Mr. Devgn dropping an 'A' from your legendary family name does not make you any less of an ass-hole with this act of yours. And I get to know that you also have a so called very vocal on feminist issues brand of wife and your in-laws through her. Did they never object you on that kicking act?? Though a lot of amount of matter on the internet suggests that you were petrified when your sister-in-law was rightly ruffed up in the 7th season of BigBoss for her superfluous attitude and not at all required throwing off her mighty weight around. When you revengefully acted in that scenario, then why not this time?? And also I get to know that you even have a mother, sister and a daughter. Do you actually get nightmares of them being treated the same manner in some time from now?? Though I hope no woman gets to be treated this way neither on-screen and definitely not off-screens.
I know you get to do what your director tells you to; but if in the past you can scrape of some leading lady of your movie for a failed extra-marital relationship with her, why not exercise your right of being a Devgan without an A this time.

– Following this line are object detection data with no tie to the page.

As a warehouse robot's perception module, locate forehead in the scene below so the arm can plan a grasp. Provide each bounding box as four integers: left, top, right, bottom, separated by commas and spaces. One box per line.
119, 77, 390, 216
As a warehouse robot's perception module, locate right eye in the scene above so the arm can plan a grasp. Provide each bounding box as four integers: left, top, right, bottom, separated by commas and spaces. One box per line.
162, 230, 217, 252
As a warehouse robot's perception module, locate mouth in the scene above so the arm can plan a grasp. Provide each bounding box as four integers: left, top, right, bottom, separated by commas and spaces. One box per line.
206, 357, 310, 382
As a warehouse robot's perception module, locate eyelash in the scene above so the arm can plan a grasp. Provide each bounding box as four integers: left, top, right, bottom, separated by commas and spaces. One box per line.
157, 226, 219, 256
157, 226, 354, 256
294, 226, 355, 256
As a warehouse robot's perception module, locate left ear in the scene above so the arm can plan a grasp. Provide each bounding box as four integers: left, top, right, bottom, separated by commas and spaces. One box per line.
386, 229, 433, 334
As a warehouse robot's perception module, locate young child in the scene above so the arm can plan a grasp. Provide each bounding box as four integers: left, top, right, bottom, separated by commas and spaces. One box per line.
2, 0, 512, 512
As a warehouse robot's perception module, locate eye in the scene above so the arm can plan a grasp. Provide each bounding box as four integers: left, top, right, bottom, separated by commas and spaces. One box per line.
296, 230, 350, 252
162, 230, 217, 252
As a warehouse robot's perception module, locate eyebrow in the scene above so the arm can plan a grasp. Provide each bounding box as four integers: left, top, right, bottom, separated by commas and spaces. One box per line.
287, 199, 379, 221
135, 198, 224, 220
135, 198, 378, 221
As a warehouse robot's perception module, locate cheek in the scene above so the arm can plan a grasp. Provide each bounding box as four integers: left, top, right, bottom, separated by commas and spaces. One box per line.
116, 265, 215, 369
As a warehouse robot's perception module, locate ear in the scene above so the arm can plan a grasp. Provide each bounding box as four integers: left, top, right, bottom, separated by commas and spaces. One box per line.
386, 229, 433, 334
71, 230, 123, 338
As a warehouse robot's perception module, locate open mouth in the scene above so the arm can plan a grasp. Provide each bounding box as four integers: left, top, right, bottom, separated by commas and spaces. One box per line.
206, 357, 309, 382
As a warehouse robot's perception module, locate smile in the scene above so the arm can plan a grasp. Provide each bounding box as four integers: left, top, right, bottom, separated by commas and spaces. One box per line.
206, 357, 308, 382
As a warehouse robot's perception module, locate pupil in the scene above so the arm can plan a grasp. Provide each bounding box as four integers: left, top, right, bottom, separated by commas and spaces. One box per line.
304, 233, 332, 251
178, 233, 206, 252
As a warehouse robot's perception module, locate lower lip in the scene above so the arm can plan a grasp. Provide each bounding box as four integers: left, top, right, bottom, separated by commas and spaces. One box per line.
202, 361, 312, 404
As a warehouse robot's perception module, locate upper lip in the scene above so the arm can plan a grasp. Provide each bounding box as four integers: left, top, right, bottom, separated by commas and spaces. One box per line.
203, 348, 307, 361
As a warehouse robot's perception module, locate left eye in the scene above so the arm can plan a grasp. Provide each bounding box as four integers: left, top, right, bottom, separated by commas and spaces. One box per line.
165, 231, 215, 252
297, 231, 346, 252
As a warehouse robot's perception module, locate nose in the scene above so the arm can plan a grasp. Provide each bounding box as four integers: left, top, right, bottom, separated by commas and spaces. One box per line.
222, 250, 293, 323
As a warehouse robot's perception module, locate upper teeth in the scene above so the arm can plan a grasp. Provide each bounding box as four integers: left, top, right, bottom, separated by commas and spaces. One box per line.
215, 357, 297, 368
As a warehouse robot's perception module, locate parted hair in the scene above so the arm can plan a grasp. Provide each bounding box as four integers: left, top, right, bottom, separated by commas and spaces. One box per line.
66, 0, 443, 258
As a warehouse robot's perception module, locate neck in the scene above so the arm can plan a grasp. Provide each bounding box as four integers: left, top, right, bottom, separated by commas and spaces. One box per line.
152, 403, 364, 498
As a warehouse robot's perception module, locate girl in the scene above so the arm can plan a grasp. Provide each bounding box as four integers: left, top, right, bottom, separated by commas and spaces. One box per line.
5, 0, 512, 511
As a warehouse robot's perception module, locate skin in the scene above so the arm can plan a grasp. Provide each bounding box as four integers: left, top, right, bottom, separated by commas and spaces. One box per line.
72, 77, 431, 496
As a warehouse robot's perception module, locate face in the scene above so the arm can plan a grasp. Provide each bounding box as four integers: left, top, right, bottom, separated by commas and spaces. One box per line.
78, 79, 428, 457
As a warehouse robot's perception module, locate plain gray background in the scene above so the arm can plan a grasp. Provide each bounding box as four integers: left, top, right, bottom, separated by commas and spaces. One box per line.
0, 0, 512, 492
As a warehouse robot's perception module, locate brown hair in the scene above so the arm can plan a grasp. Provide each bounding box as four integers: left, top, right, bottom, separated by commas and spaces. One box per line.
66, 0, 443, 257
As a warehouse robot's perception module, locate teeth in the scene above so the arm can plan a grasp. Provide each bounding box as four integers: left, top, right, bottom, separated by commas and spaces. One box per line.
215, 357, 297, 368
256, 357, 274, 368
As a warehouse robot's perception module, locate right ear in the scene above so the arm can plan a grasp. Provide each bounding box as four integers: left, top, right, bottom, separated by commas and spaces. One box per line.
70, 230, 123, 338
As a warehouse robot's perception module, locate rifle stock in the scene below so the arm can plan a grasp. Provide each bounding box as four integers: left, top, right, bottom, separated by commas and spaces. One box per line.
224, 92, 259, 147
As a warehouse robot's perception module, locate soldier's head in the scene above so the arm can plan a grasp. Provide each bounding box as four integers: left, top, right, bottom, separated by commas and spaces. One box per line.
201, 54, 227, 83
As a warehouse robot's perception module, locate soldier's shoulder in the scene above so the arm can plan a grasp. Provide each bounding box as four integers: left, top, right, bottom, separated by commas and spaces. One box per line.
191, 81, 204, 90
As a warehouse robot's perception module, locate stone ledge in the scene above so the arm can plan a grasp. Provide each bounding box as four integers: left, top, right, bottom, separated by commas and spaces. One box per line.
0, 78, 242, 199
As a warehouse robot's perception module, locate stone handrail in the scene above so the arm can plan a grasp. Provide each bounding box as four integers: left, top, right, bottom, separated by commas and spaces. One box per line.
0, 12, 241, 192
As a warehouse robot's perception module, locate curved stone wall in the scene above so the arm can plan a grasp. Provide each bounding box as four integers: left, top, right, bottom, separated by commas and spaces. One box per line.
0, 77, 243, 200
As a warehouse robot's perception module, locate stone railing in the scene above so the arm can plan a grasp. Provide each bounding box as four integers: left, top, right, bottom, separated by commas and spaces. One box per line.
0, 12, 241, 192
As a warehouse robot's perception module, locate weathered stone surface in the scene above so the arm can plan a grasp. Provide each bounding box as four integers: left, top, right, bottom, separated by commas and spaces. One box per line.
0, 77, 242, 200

Talking of the lady being kicked here, Ms. Mamgai I had not expected this from you either. Although I appreciate the fact that you claim to be here without a Godfather, but doing raunchy pumping and gyrating pelvic-booby dance movements in some highlighted neon brassieres is also not going to do much for your career in the long run. For the records, we have a bucket list of actresses from Mandakini, Mamata Kulkarnis to Mallika Sherawats of this world. And feeling privileged in a I-GOT-KICKED by an ace Bollywood actor is definitely not what you, your friends or your family would ever want. (I SUPPOSE) There is no preachy or I-know-it-all thingy here, but me being a data obsessed person can only claim that you never know, may be you could also be the Queened lady of Bollywood in some time from now; very much like the one who royally kicked Mr. Devgn (Devgan without an A) for dropping her in-between a torrid extra-marital affair of his. But only if you would want to, by a simple polite NO to anything that is nonsensical and demeaning at the same time.
And how can I spare the director, the ultimate dancing double God of Bollywood. Well I spare you, your ex-wife has already done the needful by washing your dirty trousers in the media.